Updated: 2016-01-21 08:04
By Xu Wei (China Daily)

 Living in the city

A boy runs to join his schoolmates as they wait for their teachers to lead them to the train at Hengshui Railway Station.

Stay or leave?

For many migrant workers in Beijing, the abundance of job opportunities is the reason they have chosen to stay in the capital.

Zhang Ying, a 22-year-old from Guizhou province who works at an Internet company, said she does not like Beijing as a city and only stays because of the employment opportunities.

She isn't planning to buy an apartment or have a child, so the fact that she doesn't have Beijing hukou isn't a concern for her. "Even though the authorities are trying to limit the size of the population, most of the time it really doesn't make much difference to your life whether you have hukou status or not," she said.

However, the heavily polluted air means she won't stay in the capital longer than necessary.

Wu Weihua, a 34-year-old express delivery courier, said he has never even dreamed about being able to settle in the capital: "Whatever kind of new system they introduce, I know it won't help migrant workers like me."

Wu's 9-year-old son attends a primary school in his hometown in Shaanxi province, and Wu is planning to leave the capital next year. "I came here eight years ago with just a train ticket.

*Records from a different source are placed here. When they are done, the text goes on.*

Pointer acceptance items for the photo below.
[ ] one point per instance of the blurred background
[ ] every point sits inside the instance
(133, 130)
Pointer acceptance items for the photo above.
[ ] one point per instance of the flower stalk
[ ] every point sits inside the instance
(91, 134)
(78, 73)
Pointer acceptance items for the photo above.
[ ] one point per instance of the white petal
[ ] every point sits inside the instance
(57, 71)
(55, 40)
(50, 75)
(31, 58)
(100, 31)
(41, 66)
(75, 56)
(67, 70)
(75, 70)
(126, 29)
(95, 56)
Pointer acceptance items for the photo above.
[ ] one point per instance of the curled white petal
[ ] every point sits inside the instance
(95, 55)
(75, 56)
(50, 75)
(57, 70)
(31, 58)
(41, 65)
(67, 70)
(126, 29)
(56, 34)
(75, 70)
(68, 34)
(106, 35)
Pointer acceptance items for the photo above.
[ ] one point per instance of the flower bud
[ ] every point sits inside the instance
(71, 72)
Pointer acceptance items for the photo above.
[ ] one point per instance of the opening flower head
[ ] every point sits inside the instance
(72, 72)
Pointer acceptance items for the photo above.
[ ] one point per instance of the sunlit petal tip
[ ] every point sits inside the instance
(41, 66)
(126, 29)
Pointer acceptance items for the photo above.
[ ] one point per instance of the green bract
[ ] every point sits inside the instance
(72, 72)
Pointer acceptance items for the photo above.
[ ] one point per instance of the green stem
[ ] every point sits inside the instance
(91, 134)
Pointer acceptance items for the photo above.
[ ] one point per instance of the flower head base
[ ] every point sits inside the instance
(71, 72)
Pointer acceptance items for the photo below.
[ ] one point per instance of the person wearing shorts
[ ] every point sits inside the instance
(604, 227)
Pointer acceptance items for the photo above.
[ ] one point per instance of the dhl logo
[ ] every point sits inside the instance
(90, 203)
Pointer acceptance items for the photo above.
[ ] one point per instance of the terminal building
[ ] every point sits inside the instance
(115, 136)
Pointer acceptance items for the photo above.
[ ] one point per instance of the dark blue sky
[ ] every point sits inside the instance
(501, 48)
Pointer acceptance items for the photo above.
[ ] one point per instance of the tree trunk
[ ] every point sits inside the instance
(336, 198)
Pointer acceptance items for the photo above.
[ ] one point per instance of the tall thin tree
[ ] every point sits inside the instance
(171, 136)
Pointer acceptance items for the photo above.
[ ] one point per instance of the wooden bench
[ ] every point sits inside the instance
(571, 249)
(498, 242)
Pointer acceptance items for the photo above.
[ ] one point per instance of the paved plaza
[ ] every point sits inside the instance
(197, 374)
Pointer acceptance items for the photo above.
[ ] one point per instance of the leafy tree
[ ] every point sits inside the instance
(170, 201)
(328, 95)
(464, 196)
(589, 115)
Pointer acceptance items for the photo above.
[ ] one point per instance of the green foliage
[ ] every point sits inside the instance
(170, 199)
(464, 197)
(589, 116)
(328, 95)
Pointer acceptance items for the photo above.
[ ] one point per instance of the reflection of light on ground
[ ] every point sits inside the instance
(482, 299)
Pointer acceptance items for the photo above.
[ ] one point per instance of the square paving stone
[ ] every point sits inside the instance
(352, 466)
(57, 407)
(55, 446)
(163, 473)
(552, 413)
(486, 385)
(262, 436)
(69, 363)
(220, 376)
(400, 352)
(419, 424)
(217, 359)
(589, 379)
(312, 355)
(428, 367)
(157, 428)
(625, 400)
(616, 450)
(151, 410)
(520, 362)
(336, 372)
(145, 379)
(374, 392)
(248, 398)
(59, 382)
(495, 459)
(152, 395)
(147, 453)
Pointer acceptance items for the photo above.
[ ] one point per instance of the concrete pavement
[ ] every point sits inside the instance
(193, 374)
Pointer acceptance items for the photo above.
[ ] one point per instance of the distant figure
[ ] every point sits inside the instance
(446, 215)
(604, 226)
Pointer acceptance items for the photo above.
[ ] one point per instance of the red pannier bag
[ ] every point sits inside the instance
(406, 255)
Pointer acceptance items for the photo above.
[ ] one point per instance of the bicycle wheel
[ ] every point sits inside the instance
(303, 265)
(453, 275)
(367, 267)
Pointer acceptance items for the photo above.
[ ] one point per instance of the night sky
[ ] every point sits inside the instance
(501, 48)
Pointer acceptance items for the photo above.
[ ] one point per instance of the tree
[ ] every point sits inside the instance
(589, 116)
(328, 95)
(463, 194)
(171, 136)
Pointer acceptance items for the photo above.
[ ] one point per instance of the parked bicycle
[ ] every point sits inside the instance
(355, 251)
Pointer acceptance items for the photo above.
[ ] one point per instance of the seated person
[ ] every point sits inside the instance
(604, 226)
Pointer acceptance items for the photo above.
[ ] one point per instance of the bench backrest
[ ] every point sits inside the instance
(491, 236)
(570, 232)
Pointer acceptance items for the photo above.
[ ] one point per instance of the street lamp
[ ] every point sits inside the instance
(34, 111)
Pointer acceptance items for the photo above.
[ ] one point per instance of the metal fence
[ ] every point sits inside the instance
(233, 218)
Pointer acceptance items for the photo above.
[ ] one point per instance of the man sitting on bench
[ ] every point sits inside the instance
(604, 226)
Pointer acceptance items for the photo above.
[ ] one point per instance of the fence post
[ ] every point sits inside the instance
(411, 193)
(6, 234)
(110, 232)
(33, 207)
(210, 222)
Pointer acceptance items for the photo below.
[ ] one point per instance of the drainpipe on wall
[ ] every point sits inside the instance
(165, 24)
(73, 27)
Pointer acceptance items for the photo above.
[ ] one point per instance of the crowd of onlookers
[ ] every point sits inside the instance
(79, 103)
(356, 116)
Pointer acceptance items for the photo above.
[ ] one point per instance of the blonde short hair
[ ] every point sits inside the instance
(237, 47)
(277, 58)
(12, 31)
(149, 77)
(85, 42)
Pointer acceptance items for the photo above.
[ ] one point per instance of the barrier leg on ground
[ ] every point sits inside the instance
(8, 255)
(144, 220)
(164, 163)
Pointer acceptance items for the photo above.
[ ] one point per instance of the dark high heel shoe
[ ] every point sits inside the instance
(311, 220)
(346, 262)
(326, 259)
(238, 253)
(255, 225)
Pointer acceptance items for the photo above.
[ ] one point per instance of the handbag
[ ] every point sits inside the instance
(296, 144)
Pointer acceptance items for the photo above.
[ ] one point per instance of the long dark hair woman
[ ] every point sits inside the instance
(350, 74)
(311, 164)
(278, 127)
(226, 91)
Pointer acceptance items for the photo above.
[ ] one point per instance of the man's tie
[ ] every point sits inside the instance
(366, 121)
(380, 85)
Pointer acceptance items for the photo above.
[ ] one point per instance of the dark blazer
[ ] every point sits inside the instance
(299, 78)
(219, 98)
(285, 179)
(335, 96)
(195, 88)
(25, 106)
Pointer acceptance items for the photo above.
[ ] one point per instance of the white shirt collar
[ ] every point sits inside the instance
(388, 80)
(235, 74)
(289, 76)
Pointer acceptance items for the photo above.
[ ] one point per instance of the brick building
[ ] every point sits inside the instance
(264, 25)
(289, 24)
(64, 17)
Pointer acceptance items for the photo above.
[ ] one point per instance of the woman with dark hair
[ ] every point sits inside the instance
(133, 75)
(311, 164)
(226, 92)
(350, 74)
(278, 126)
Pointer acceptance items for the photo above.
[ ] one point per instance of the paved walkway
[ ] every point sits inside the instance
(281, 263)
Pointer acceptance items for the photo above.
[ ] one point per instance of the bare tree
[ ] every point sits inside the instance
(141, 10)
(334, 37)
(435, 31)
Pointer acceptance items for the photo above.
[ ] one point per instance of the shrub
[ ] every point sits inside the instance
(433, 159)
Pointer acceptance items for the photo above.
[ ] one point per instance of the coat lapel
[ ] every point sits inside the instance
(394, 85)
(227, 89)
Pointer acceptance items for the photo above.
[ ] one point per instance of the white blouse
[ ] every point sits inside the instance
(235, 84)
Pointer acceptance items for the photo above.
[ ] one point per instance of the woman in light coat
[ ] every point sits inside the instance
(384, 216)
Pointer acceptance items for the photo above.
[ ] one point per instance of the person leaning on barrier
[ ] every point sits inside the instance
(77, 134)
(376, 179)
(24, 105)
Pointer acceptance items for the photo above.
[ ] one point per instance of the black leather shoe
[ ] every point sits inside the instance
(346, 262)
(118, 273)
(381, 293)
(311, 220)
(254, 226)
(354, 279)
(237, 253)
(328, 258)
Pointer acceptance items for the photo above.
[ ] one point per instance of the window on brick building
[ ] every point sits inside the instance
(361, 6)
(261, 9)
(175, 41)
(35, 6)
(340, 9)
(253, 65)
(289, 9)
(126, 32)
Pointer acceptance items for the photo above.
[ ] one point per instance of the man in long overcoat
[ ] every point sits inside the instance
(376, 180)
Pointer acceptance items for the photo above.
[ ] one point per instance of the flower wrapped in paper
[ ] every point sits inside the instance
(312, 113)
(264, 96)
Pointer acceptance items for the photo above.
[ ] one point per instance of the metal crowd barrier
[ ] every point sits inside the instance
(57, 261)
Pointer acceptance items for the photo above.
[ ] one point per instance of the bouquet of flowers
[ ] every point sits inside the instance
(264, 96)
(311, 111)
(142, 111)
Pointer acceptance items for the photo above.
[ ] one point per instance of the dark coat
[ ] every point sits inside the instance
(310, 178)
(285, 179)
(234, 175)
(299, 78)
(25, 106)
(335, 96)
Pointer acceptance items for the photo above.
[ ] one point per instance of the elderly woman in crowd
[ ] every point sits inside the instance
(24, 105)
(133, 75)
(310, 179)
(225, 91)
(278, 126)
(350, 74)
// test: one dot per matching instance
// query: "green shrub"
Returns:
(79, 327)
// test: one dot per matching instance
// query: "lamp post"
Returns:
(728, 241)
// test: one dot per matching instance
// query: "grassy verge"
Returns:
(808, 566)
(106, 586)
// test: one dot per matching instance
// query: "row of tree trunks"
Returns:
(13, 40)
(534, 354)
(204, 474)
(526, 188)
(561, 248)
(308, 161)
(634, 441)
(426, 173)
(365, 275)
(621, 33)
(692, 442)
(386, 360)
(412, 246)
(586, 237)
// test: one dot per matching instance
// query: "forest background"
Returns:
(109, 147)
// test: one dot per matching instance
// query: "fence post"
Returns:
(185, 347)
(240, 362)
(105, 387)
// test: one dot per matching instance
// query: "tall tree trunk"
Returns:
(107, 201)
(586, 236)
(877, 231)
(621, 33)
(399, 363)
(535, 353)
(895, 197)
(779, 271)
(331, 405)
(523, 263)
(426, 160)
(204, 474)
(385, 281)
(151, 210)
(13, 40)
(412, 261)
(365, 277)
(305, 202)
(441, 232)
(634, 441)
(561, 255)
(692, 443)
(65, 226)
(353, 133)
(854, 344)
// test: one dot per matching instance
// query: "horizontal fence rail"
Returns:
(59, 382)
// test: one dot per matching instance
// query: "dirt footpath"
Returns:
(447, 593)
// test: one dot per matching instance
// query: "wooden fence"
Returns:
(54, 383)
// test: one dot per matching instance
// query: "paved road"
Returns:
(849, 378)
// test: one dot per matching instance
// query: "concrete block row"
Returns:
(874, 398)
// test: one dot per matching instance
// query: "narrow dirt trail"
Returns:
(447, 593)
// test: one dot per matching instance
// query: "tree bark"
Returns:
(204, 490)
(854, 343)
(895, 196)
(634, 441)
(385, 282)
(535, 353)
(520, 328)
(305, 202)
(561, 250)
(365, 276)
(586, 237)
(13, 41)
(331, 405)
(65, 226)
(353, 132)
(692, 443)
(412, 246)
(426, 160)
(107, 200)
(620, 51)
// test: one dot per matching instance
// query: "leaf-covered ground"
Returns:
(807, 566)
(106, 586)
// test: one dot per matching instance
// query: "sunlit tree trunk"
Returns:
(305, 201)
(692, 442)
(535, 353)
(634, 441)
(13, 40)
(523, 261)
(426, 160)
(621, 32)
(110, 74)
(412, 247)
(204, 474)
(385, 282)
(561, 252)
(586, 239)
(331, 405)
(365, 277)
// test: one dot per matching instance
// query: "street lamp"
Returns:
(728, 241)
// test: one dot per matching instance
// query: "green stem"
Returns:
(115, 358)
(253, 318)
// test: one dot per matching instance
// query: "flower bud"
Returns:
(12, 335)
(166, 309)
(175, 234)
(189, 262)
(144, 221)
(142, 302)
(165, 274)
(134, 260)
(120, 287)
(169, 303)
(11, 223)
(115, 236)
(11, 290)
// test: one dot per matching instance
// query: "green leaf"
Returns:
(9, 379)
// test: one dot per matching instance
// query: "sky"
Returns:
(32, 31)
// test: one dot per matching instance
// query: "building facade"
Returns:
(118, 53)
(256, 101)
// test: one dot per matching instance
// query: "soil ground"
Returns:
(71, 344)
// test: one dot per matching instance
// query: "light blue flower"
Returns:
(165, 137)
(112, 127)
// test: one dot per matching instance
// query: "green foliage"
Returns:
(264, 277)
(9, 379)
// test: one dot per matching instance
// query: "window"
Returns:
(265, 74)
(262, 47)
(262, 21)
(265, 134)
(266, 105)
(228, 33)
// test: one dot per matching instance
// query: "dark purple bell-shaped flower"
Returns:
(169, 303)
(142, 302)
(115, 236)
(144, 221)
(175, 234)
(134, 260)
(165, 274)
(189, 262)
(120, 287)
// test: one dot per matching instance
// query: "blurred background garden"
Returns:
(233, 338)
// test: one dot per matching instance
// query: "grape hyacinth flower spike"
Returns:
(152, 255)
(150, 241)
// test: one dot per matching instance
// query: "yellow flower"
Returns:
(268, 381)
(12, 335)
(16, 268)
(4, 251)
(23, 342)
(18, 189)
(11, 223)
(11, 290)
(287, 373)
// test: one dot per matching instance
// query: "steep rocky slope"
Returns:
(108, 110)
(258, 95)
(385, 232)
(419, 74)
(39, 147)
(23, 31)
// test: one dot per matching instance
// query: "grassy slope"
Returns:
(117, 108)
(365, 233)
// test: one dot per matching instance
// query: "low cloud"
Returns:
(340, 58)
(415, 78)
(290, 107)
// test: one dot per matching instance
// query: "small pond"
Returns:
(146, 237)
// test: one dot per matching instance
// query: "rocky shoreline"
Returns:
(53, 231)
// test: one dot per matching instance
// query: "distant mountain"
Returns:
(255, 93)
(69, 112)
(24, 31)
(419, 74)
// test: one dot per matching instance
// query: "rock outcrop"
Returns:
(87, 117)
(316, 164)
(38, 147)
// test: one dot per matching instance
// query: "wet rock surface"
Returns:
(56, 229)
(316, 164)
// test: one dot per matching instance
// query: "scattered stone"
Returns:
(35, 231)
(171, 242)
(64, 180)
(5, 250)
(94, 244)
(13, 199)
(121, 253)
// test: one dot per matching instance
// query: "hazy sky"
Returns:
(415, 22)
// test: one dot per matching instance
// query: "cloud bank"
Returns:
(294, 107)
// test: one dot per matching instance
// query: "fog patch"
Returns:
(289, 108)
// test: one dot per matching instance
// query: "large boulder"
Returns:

Now, I have a new house in my hometown, and I'm also planning to buy a car and drive it home," he said.

In his eight years as a courier, Wu has become familiar with most parts of the capital, but he has never really felt he belonged: "I am just passing through. I don't need any reminders to know that."

Liu Chaoyang remains hopeful that the authorities will relax the population-control policy at some point in the future.

"I don't see why I should be kicked out. I have paid taxes for 12 consecutive years, and I have purchased property here," he said. "If I had any other options I wouldn't stay. The fact is: I don't."